In vielen Übungen arbeiten wir mit Daten des European Social Survey (ESS). Dies ist ein internationaler Datensatz mit repräsentativen Stichproben aus mehreren europäischen Ländern. Die Befragungen des ESS werden in zweijährlichen Abständen durchgeführt. Wir arbeiten ausschliesslich mit Daten aus der Erhebung 2016. Die Hauptthemen des Datensatzes sind Einstellungen, Normen und Werte. Aufgrund dieser Schwerpunktsetzung ist er in der Soziologie besonders populär. Weitere Überblicksinformationen zum ESS finden Sie auf der Homepage: https://www.europeansocialsurvey.org/ Die Daten sind ebenfalls auf der Homepage des ESS frei erhältlich.

Zur Vorbereitung

 

I.Datenaufbereitung & Inspektion

1. In dieser Übung werden wir uns mit dem Zusammenhang zwischen den Merkmalen imbgeco und eduyrs in der Schweiz auseinandersetzen.

2. Schaffe dir nun einen kurzen statistischen Überblick dieser zwei Variablen. Gibt es Werte die umkodiert werden müssen? Eliminiere nach einer allfälligen Umkodierung nun alle NAs aus dem Datensatz.

3. Stelle die univariaten Verteilungen der Variablen bildung und meinung_mig auf geeignete Art und Weise dar.

 

II. Regressionsanalyse

1. Wir kommen nun zur Regressionsanalyse. Was vermutest du für einen Zusammenhang zwischen Bildung und Einstellungen zur Migration?

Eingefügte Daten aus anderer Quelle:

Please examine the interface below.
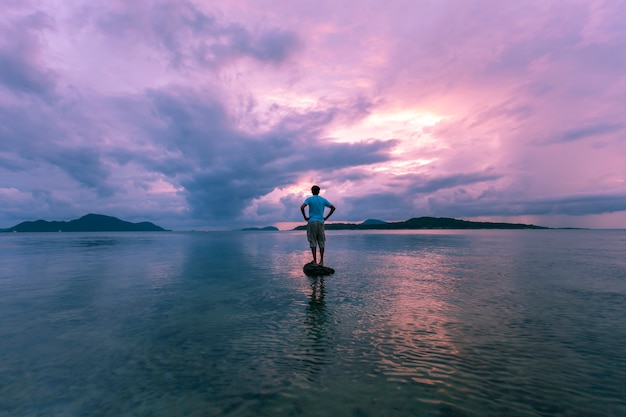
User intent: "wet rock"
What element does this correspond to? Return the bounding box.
[302,262,335,277]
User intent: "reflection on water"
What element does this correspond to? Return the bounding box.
[0,231,626,417]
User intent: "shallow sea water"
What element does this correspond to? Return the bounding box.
[0,230,626,417]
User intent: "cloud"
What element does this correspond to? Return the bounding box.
[89,0,301,70]
[143,91,393,221]
[0,11,57,100]
[0,0,626,228]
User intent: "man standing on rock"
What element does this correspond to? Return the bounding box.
[300,185,335,265]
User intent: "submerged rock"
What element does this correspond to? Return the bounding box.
[302,262,335,277]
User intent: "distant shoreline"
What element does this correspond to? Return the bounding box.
[293,217,551,230]
[0,213,170,233]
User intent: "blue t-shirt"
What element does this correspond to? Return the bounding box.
[304,195,332,223]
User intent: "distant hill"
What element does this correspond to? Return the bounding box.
[2,214,168,232]
[293,217,548,230]
[241,226,279,232]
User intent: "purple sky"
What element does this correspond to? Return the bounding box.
[0,0,626,230]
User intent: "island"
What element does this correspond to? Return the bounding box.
[293,217,549,230]
[0,213,169,233]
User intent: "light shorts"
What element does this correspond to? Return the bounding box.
[306,222,326,248]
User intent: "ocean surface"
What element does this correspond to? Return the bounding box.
[0,230,626,417]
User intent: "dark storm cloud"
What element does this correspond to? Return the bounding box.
[143,86,394,220]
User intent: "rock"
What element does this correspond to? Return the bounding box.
[302,262,335,277]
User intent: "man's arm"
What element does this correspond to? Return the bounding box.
[324,204,335,221]
[300,203,309,222]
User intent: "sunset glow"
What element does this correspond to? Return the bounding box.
[0,0,626,230]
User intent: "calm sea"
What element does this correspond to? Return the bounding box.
[0,230,626,417]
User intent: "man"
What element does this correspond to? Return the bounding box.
[300,185,335,265]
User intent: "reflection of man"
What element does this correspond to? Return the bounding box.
[300,185,335,265]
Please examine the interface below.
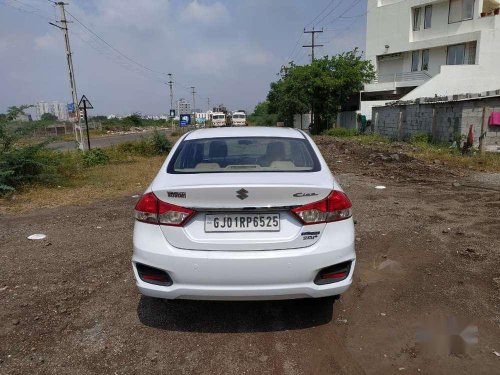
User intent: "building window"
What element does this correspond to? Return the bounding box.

Formuliere auf deinen Überlegungen aufbauend eine Hypothese.

2a. Welche Gründe sprechen gegen einen linearen Zusammenhang?

2b. Welche Gründe sprechen für einen linearen Zusammenhang?

Welche Begründung findet ihr überzeugender?

3. Stelle die bivariate Verteilung der Variablen mit einer Heatmap dar. Nebst einem passenden Titel und Achsenbeschriftungen, verändere die Achsen wie folgt: Auf der Y-Achse sollten die Zahlen von 0 bis 10 in 1er-Schritten aufgeführt sein. Auf der X-Achse sollten die Zahlen von 0 bis 27 in 3-er Schritten aufgeführt sein. Deute die Heatmap mit Blick auf die Linearitätsfrage.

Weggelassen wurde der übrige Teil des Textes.